Hypothetical orange planet with two rings

She lounges, nude, in the long window seat, long legs draped over velvet cushions threaded with silver. The stars and gas giants, ripped from galactic tranquility, rumble and flare as her ship saunters by. She loves their two-fold reaction of shock (the insect has turned the attention of our immensely old celestial bodies) and frustration (we are mired in our vacuums and cannot pursue this novelty) while her dark ship drifts past.

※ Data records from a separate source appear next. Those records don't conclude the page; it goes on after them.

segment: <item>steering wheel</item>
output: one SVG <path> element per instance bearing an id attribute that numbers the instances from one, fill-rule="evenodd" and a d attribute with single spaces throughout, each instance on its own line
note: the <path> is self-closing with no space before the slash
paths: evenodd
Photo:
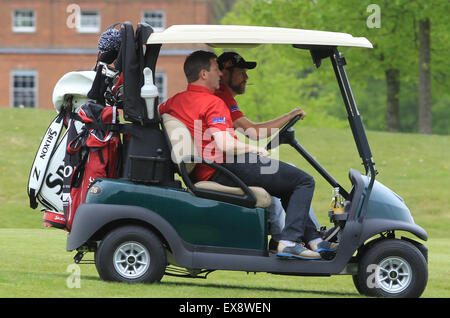
<path id="1" fill-rule="evenodd" d="M 294 132 L 294 129 L 290 129 L 294 124 L 300 119 L 300 115 L 295 115 L 291 120 L 289 120 L 283 127 L 278 131 L 278 133 L 267 143 L 266 150 L 270 150 L 272 148 L 278 147 L 282 143 L 286 143 L 283 140 L 283 137 L 288 132 Z"/>

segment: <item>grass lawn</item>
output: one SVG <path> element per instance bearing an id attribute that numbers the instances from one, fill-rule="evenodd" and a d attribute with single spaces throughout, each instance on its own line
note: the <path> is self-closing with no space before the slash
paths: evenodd
<path id="1" fill-rule="evenodd" d="M 80 265 L 81 288 L 68 288 L 73 253 L 66 233 L 44 229 L 29 208 L 28 173 L 54 111 L 0 107 L 0 297 L 359 297 L 350 276 L 290 277 L 214 272 L 208 279 L 164 277 L 157 285 L 124 285 L 99 279 L 94 265 Z M 345 188 L 348 170 L 362 171 L 349 130 L 296 125 L 299 142 Z M 429 282 L 423 297 L 450 296 L 450 137 L 367 132 L 379 175 L 398 193 L 429 235 Z M 286 145 L 274 153 L 314 176 L 313 208 L 323 225 L 331 187 Z M 88 255 L 89 256 L 89 255 Z M 88 258 L 87 256 L 87 258 Z M 91 256 L 92 258 L 92 256 Z"/>
<path id="2" fill-rule="evenodd" d="M 95 265 L 79 265 L 80 288 L 69 288 L 69 265 L 75 253 L 65 252 L 66 233 L 55 229 L 0 229 L 0 297 L 157 297 L 157 298 L 348 298 L 361 297 L 351 276 L 296 277 L 266 273 L 217 271 L 207 279 L 164 276 L 153 285 L 101 281 Z M 429 279 L 422 297 L 450 296 L 450 240 L 427 242 Z M 92 259 L 93 253 L 85 256 Z M 69 284 L 70 286 L 70 284 Z"/>

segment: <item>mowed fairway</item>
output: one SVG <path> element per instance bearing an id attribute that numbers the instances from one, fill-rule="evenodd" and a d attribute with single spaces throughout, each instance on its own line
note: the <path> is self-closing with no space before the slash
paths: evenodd
<path id="1" fill-rule="evenodd" d="M 78 265 L 74 284 L 72 257 L 65 252 L 66 234 L 52 229 L 0 229 L 0 297 L 157 297 L 157 298 L 303 298 L 361 297 L 351 276 L 295 277 L 266 273 L 217 271 L 207 279 L 164 276 L 153 285 L 103 282 L 95 265 Z M 423 297 L 449 297 L 450 258 L 447 239 L 432 239 L 429 282 Z M 85 256 L 93 259 L 93 253 Z M 79 287 L 79 288 L 78 288 Z"/>
<path id="2" fill-rule="evenodd" d="M 217 271 L 205 279 L 164 276 L 160 284 L 126 285 L 100 280 L 95 265 L 79 265 L 80 288 L 72 286 L 74 252 L 66 252 L 67 233 L 42 227 L 42 214 L 28 206 L 26 186 L 40 139 L 53 111 L 0 108 L 0 297 L 361 297 L 351 276 L 293 277 Z M 299 142 L 344 187 L 348 170 L 361 171 L 348 130 L 296 125 Z M 448 136 L 368 132 L 377 179 L 402 196 L 417 224 L 429 235 L 429 280 L 423 297 L 450 296 L 450 200 Z M 276 155 L 276 154 L 275 154 Z M 323 225 L 331 188 L 288 146 L 281 159 L 316 180 L 313 208 Z M 85 259 L 93 259 L 89 253 Z M 75 287 L 75 288 L 70 288 Z"/>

Amorous liaisons between witches and planets have not happened for millennia, but she is old enough to remember the spurious actions that caused the whole arrangement to collapse (a girl could go from “beloved” to “insect” at the speed of light). She still has her edge, and a little cosmic tease will serve these neglectful hunks of rock right.

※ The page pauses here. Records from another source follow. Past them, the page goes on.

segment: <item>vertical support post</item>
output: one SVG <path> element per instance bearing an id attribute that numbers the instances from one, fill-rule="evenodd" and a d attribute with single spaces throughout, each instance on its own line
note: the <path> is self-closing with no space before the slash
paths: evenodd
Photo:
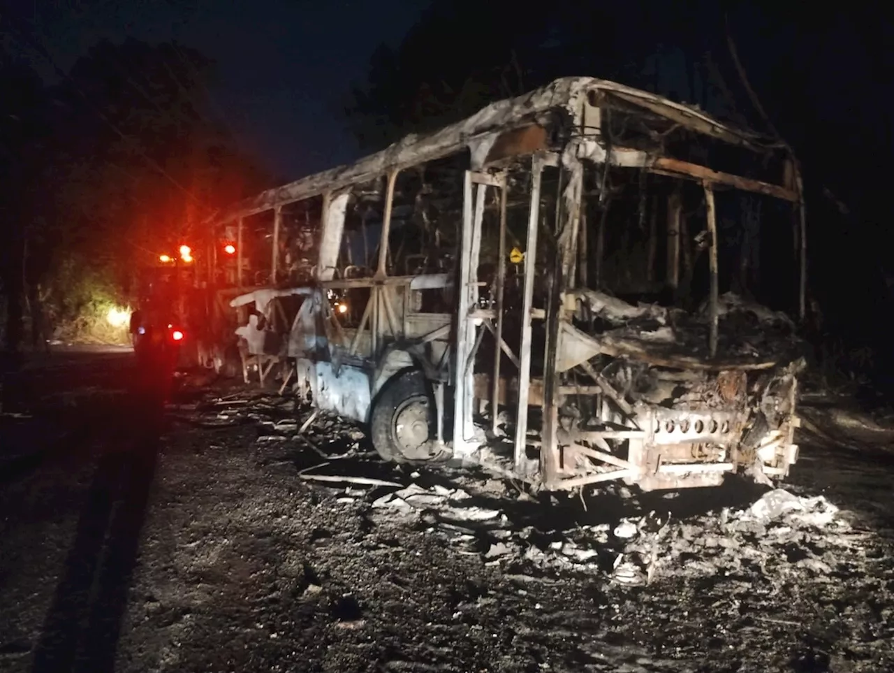
<path id="1" fill-rule="evenodd" d="M 679 192 L 674 192 L 668 197 L 667 264 L 667 284 L 674 290 L 679 285 L 679 217 L 682 210 L 683 201 L 680 194 Z"/>
<path id="2" fill-rule="evenodd" d="M 568 319 L 566 306 L 568 285 L 574 281 L 571 271 L 574 265 L 578 216 L 580 215 L 581 186 L 584 168 L 580 161 L 566 160 L 568 183 L 558 200 L 557 227 L 559 231 L 559 254 L 556 256 L 552 278 L 552 292 L 547 306 L 546 358 L 544 364 L 544 430 L 541 444 L 541 469 L 547 488 L 556 485 L 561 479 L 561 464 L 558 441 L 560 375 L 556 371 L 559 352 L 559 334 L 561 324 Z"/>
<path id="3" fill-rule="evenodd" d="M 460 249 L 460 276 L 457 281 L 459 305 L 456 312 L 456 388 L 453 399 L 453 451 L 460 456 L 467 453 L 466 437 L 474 430 L 472 402 L 475 395 L 475 372 L 470 366 L 470 360 L 475 357 L 473 344 L 476 328 L 469 314 L 478 303 L 477 269 L 485 187 L 483 184 L 477 185 L 476 190 L 473 186 L 472 173 L 466 171 L 463 184 L 462 244 Z"/>
<path id="4" fill-rule="evenodd" d="M 603 258 L 605 256 L 605 221 L 608 217 L 609 203 L 603 204 L 603 210 L 599 214 L 599 224 L 596 225 L 596 253 L 594 286 L 597 290 L 603 287 Z"/>
<path id="5" fill-rule="evenodd" d="M 497 324 L 494 330 L 494 339 L 496 340 L 493 349 L 493 392 L 491 395 L 491 429 L 496 431 L 497 429 L 497 407 L 500 402 L 500 361 L 502 359 L 502 309 L 503 309 L 503 285 L 506 282 L 506 176 L 502 176 L 502 185 L 500 187 L 500 244 L 497 260 L 497 282 L 496 282 L 496 300 L 497 300 Z"/>
<path id="6" fill-rule="evenodd" d="M 544 173 L 543 159 L 531 159 L 531 205 L 527 217 L 527 241 L 525 244 L 525 289 L 521 309 L 521 345 L 519 367 L 519 405 L 515 418 L 516 472 L 527 463 L 527 392 L 531 384 L 531 309 L 534 307 L 534 279 L 536 276 L 537 229 L 540 226 L 540 185 Z"/>
<path id="7" fill-rule="evenodd" d="M 324 217 L 325 214 L 324 212 Z M 277 206 L 274 209 L 274 241 L 273 253 L 270 260 L 270 285 L 276 285 L 276 267 L 279 261 L 279 230 L 283 221 L 283 207 Z"/>
<path id="8" fill-rule="evenodd" d="M 242 218 L 236 225 L 236 286 L 242 286 Z"/>
<path id="9" fill-rule="evenodd" d="M 655 254 L 658 250 L 658 197 L 649 200 L 649 205 L 652 212 L 649 213 L 649 242 L 645 249 L 645 279 L 653 283 L 655 279 Z"/>
<path id="10" fill-rule="evenodd" d="M 398 171 L 392 170 L 388 173 L 388 183 L 385 187 L 385 211 L 382 217 L 382 235 L 379 238 L 379 265 L 375 275 L 384 277 L 385 275 L 385 262 L 388 260 L 388 236 L 391 234 L 391 214 L 394 200 L 394 183 L 397 182 Z"/>
<path id="11" fill-rule="evenodd" d="M 587 277 L 587 268 L 586 268 L 586 258 L 590 254 L 589 244 L 587 243 L 586 236 L 586 209 L 581 204 L 580 209 L 580 233 L 578 241 L 578 278 L 580 287 L 589 286 L 589 278 Z"/>
<path id="12" fill-rule="evenodd" d="M 455 388 L 453 393 L 453 452 L 465 453 L 466 414 L 470 409 L 466 409 L 466 361 L 468 359 L 469 329 L 468 319 L 469 288 L 468 269 L 471 266 L 472 226 L 473 226 L 473 194 L 472 174 L 466 171 L 463 180 L 462 197 L 462 237 L 460 246 L 460 275 L 457 278 L 458 306 L 456 311 L 456 368 L 453 372 Z"/>
<path id="13" fill-rule="evenodd" d="M 369 288 L 369 302 L 373 307 L 369 314 L 370 355 L 375 360 L 379 350 L 379 329 L 382 324 L 382 314 L 379 311 L 379 286 Z"/>
<path id="14" fill-rule="evenodd" d="M 797 295 L 797 317 L 804 322 L 807 315 L 807 211 L 804 203 L 804 182 L 801 180 L 801 172 L 797 174 L 797 210 L 801 226 L 801 250 L 800 250 L 800 278 L 798 282 Z"/>
<path id="15" fill-rule="evenodd" d="M 704 183 L 704 206 L 708 219 L 708 235 L 711 247 L 708 249 L 708 266 L 711 269 L 711 331 L 708 336 L 708 348 L 711 357 L 717 355 L 717 215 L 714 209 L 714 189 L 711 183 Z"/>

She sorts her herbs and cards by the window as though she does not notice the straining of the stars, as though she has not done this to random solar systems for thousands of years. It never gets old, this stoking of fire in dead space rock and clean fire. She has seventy light-years before she reaches Galaxy A1689-zD1, where all things Terra are much in demand.  She might as well have a little fun while she passes the space-time.

***

I originally wrote this in honor of the Faster-Than-Light Neutrino Phenomenon, which sadly was just a mistake rather than the physics-shattering paradigm shift it initially appeared to be. Perhaps the space witch is just a sub-atomic particle traversing the universe.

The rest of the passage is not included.